Saturday's game against Brighton was an unfortunate end to the short tenure of Uwe Rosler, a man I felt would have done well given more time to build a side capable of playing his preferred style of football. Cruelly reduced to 10 men for the last 5-10 minutes after Liam Cooper's injury, Leeds were put to the sword by Bobby Zamora with just a fraction of the game left to play, after impressing in spells against the league leaders. Not a great result, all things considered, but a promising performance against a good side following the previous capitulations to Middlesbrough and Birmingham. Chris Wood's shocking miss in the second half could even have put Leeds in a winning position come full time, but his free header was atrociously off the mark, flying wide of a half-open goal. The last time Wood missed such an opportunity, it was immediately repaid with a crushing, game-winning-strike against Derby. He would do well to pull out one or two against Fulham tonight.
Rosler's dismissal on Sunday was kept quiet by the club, who chose to announce his departure on Monday morning, hours before the Football League announced that Cellino was once again being disqualified from his position as owner. Eagle-eyed readers pointed out that the 2-week appeal period for this decision ended on the 28th of the month, meaning that Cellino had seemingly known about this decision for 5 days already, 5 days in which he forcibly limited the number of away tickets available to fans in a shockingly ill-conceived "protest" against the League and Sky TV, before sacking yet another manager a mere 11 games into his first season. With all the wildly optimistic talk in summer about Cellino's perceived "transformation" into a calmer, more laid-back owner thanks to the presence of Adam Pearson, it's no surprise that a day like Monday would come at some point, like the cork firing out of the shaken up champagne bottle that is Massimo Cellino's entire existence.
While Monday was simply another day to those fans who had grown tired of the Italian's antics long ago, it seems to have sparked a fire in the bellies of those who had been willing to give him more time in the past. As the football world once again pointed its mocking fingers towards Elland Road, another section of the fanbase decided that enough was enough, Cellino had to go.

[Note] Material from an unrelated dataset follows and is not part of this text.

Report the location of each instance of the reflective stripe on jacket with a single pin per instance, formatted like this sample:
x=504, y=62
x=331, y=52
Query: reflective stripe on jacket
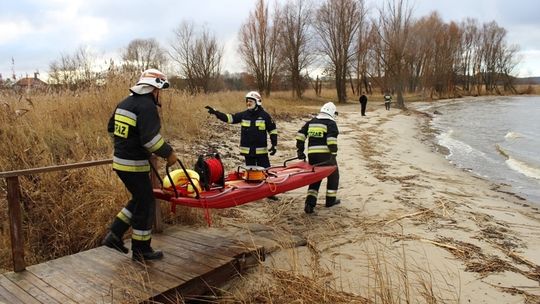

Has any announcement of an owner's disqualification ever received such unequivocal praise as the one released by the Football League on Monday afternoon?
Regardless of the fallout from the announcement, and the general uproar that followed his surprise appointment, Steve Evans is, for all intents and purposes, the Leeds United manager. As such, it is up to him to make sure that his team is focused and prepared for a stern test come Wednesday night. Fulham may not be the best team in this league, but they possess dangerous talent going forward, talent that Leeds fans will be well aware of. After Brian McDermott, Ross McCormack was one of the first victims of the Massimo Cellino dictatorship at Elland Road. Having spoken out staunchly to defend his manager and voice his distaste for the direction the club was heading, McCormack was purposefully kept at Leeds at first by his new President, who refused him the opportunity to head out to the preseason training camp in Italy, before being sold to Fulham for a reported £11 million. Many will look at McCormack and form images of a man who was unwilling to pledge his loyalty to the club he had almost single-handedly kept in the Championship, but regardless of your personal opinion of him, he will always represent a goal-threat at this level.
Alongside McCormack at Fulham are former Leeds men Matt Smith, Luke Garbutt and Tom Cairney. Garbutt & Smith have played minor roles for Kit Symons' team this campaign, and Cairney is suspended for tonight's game, but their presence at the club gives this fixture an extra kick, though given the importance that 3 points would represent to Leeds, that kick seems irrelevant in the grand scheme of things. With Charlie Taylor out with illness, Gaetano Berardi is likely to cover at left back, meaning that Evans will be forced to choose between Scott Wootton and Sam Byram on the right side of defence.
In his final game, Rosler went for the first option, provoking accusations of interference in his team selection. Evans however, like so many other before him, has promised Leeds fans that he, and only he, will pick the team on matchdays. Tonight's team selection could play a huge part in determining whether Evans is justified in his assurances, or simply deluded. Playing Byram tonight would represent, not only a show of authority to the fans, but also a strong backing of a young player that has been through a troubling few weeks. This is the perfect opportunity for Byram to prove that he still has the talent and desire required to play for Leeds.
Evans is likely to revert to a basic 4-4-2 formation, one that Rosler had switched to at times, but ignored in the long run in favour of his preferred 4-3-3. While it allows 2 up front, which looks to work well for Wood & Antenucci, the drawback of the 4-4-2 is that the central midfield can often be over-run by more modern, midfield heavy formations. If Lewis Cook advances, one or more of the wingers will have to drop back inside, leaving the team light in width, while the alternative of not allowing Cook the opportunity to move forward would, frankly, be madness. Against Brighton, Cook once again looked magisterial in comparison to some of his more experience team mates. The 18 year old seems to glide over the turf at times, but now finds himself under his 5th permanent head coach in his short professional career. Cellino's trigger finger has been responsible for a lot of negativity at Leeds, but if it ends up ruining the development of a player like Cook, who has the world at his feet in terms of pure, raw talent, then there will be hell to pay.
Look, I really don't know. Form books go out of the window with a new manager, could go well, could go wrong, you just never know. Evans has only had 2 days with this team, which doesn't seem long enough to learn their intricacies and strengths as a squad, but going back to a simple formation could help the players after the constant rotations under Rosler. 3 points would be huge for Leeds tonight, but I don't see that kind if impact coming straight away. All things considered, I'd be happy with a draw tonight, and hopefully Ross has a quiet game.